La mobilità del futuro che oggi si immagina è molto diversa: un sistema che consente al viaggiatore di scegliere in un menu di opzioni il programma di viaggio con alternative che, a seconda dei casi, includono veicoli a guida autonoma da soli o in condivisione con altri viaggiatori, tratti in bici e in treno, con orari e prezzi diversi in funzione dei livelli di congestione e dell’anticipo di prenotazione, pochi minuti o diversi giorni. Nello scenario del futuro ci si immagina auto, bus e autocarri, treni, aerei e navi che guidano da soli, scambiando informazioni fra loro e con l’infrastruttura per ottimizzare la rete, l’abbandono della benzina e degli altri derivati del petrolio come fonti di energia per la trazione sostituito dell’elettrico per le auto e, forse, dall’idrogeno come accumulatore di energia per autocarri e navi. Tutte queste innovazioni sono già in atto. Basti pensare alle metro automatiche, alle auto con sistemi di ausilio alla guida sempre più avanzati, per non parlare della Google car che ha percorso milioni di chilometri in guida completamente automatica. Ancora la diffusione di auto elettriche e ibride, la spinta dell’idrogeno, i servizi di infomobilità e di sharing appartengono alla cronaca quotidiana. La combinazione di queste innovazioni avrà certamente i connotati di una rivoluzione, la settima appunto. Ma basandosi sulla eterogenesi dei fini e la “superadditività” riscontrate nelle rivoluzioni precedenti, dovremmo pensare che la combinazione di queste e altre innovazioni in atto potrà presentarsi in forme di mezzi di trasporto o di organizzazione degli stessi che oggi non immaginiamo nemmeno.

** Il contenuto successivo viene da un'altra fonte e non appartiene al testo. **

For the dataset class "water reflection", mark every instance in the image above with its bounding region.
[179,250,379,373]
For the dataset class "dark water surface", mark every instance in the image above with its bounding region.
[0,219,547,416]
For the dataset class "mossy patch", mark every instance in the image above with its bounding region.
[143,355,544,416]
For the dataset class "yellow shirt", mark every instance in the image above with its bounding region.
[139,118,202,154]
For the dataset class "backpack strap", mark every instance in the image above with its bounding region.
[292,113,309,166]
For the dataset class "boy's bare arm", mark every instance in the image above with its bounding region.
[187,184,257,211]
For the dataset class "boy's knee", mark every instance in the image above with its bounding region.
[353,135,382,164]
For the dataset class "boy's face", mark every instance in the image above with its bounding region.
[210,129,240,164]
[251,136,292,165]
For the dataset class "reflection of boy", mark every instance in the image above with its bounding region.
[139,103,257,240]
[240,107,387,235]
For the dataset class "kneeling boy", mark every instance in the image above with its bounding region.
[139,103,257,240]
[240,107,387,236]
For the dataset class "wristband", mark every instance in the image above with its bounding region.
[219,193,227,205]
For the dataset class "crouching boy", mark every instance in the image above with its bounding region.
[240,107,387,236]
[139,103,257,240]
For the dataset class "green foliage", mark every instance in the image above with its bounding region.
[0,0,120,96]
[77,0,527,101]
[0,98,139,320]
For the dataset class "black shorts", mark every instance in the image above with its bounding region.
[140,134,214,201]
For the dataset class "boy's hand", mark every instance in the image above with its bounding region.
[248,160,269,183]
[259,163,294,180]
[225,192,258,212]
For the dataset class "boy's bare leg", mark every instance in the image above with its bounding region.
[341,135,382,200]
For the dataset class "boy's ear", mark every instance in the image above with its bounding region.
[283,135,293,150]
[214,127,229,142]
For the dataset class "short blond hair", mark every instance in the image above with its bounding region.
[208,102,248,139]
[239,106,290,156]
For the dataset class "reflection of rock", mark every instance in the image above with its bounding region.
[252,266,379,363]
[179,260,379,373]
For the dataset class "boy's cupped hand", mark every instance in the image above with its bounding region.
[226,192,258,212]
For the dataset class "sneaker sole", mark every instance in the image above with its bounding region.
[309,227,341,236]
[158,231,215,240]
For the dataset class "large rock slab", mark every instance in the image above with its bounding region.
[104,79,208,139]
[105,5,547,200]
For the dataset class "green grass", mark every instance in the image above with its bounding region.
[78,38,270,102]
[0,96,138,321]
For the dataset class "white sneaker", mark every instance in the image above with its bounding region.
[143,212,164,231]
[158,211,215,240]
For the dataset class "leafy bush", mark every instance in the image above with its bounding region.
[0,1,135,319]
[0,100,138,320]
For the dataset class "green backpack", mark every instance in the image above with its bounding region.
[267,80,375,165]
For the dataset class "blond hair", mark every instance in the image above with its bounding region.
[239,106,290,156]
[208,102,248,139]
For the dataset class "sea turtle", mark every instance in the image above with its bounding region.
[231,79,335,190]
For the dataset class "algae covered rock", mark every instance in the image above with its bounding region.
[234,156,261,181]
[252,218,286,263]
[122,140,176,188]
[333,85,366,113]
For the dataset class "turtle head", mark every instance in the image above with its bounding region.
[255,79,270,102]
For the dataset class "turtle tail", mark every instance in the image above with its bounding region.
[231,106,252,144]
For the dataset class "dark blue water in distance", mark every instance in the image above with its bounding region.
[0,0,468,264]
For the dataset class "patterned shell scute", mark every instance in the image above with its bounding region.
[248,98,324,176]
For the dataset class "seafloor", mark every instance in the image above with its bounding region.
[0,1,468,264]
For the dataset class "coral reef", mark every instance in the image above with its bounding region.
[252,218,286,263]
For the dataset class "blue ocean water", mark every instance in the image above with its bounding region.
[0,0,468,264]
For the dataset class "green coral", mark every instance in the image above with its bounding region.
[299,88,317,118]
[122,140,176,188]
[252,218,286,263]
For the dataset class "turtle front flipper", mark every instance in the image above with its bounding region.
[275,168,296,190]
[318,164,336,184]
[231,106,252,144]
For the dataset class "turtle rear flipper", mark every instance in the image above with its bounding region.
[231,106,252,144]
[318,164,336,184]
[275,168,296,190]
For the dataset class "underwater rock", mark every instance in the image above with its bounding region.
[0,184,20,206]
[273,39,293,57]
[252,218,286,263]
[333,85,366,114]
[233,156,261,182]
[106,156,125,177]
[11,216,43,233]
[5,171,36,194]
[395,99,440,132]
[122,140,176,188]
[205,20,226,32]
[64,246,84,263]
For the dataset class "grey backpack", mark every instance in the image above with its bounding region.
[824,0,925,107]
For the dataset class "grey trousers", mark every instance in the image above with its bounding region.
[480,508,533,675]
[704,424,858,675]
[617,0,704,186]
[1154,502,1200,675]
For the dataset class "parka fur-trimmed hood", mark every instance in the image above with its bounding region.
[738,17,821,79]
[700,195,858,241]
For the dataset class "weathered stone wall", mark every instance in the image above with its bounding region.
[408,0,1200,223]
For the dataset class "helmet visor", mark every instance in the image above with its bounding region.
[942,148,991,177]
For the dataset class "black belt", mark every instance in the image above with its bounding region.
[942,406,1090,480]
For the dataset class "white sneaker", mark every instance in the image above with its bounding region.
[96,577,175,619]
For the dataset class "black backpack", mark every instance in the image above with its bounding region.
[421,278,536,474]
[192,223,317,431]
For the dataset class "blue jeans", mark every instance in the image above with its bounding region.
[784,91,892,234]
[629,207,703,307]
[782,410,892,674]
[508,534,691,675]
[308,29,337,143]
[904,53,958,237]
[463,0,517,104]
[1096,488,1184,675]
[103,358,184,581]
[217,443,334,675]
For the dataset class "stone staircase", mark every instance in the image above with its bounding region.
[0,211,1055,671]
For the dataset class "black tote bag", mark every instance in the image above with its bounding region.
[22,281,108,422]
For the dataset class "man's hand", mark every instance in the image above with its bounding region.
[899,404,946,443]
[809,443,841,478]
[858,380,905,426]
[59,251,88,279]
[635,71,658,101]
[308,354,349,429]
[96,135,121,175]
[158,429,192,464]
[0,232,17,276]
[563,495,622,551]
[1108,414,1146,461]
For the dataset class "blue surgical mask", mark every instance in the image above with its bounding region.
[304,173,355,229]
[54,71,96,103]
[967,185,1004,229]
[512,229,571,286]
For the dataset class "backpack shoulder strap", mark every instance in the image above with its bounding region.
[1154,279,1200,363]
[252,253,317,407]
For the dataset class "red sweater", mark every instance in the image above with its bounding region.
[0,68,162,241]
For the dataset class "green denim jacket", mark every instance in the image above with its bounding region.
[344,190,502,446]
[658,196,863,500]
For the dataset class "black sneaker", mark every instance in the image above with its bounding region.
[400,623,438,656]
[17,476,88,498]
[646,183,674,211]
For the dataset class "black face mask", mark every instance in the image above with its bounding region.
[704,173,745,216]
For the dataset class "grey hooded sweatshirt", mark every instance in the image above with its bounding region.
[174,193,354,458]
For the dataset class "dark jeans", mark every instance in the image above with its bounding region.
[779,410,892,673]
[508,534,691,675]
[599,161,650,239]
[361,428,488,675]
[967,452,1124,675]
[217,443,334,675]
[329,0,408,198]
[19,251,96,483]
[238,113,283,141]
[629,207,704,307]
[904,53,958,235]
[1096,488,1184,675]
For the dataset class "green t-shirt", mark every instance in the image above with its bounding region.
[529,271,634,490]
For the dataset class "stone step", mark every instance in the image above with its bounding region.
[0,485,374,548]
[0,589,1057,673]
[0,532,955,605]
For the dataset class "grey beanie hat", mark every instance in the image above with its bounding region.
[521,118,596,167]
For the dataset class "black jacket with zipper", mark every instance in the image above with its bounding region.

Le implicazioni sono potenzialmente enormi: basti pensare agli impatti sulle funzioni urbane, e sul costo del trasporto, che si avrebbero eliminando o riducendo autisti ed equipaggi (con tutti i problemi di riconversione del lavoro) o alla possibile riorganizzazione della produzione e della logistica se carico, scarico e trasporto delle merci fosse automatizzato.
Queste trasformazioni avranno impatti notevoli sull’industria e tutti i sistemi geopolitici del mondo stanno investendo centinaia di miliardi nella «settima rivoluzione dei trasporti». È legittimo chiedersi quale sarà il ruolo del nostro Paese. C’è un interesse italiano dentro quello europeo? Ci sono comparti industriali e centri di ricerca competitivi sui quali investire per partecipare non da follower a questa rivoluzione? Penso di sì anche se abbiamo perso pezzi importanti della industria nazionale automobilistica e ferroviaria che nel dopo guerra erano arrivate a livelli di eccellenza mondiale. Ma ci sono industrie nazionali molto competitive e industrie del futuro che oggi ancora non vediamo. Un investimento congiunto di attività produttive e ricerca sulla mobilità del 2050 sarebbe in linea con una visione del Paese da lasciare alla prossima generazione. Mi auguro che il Pnrr colga questa opportunità.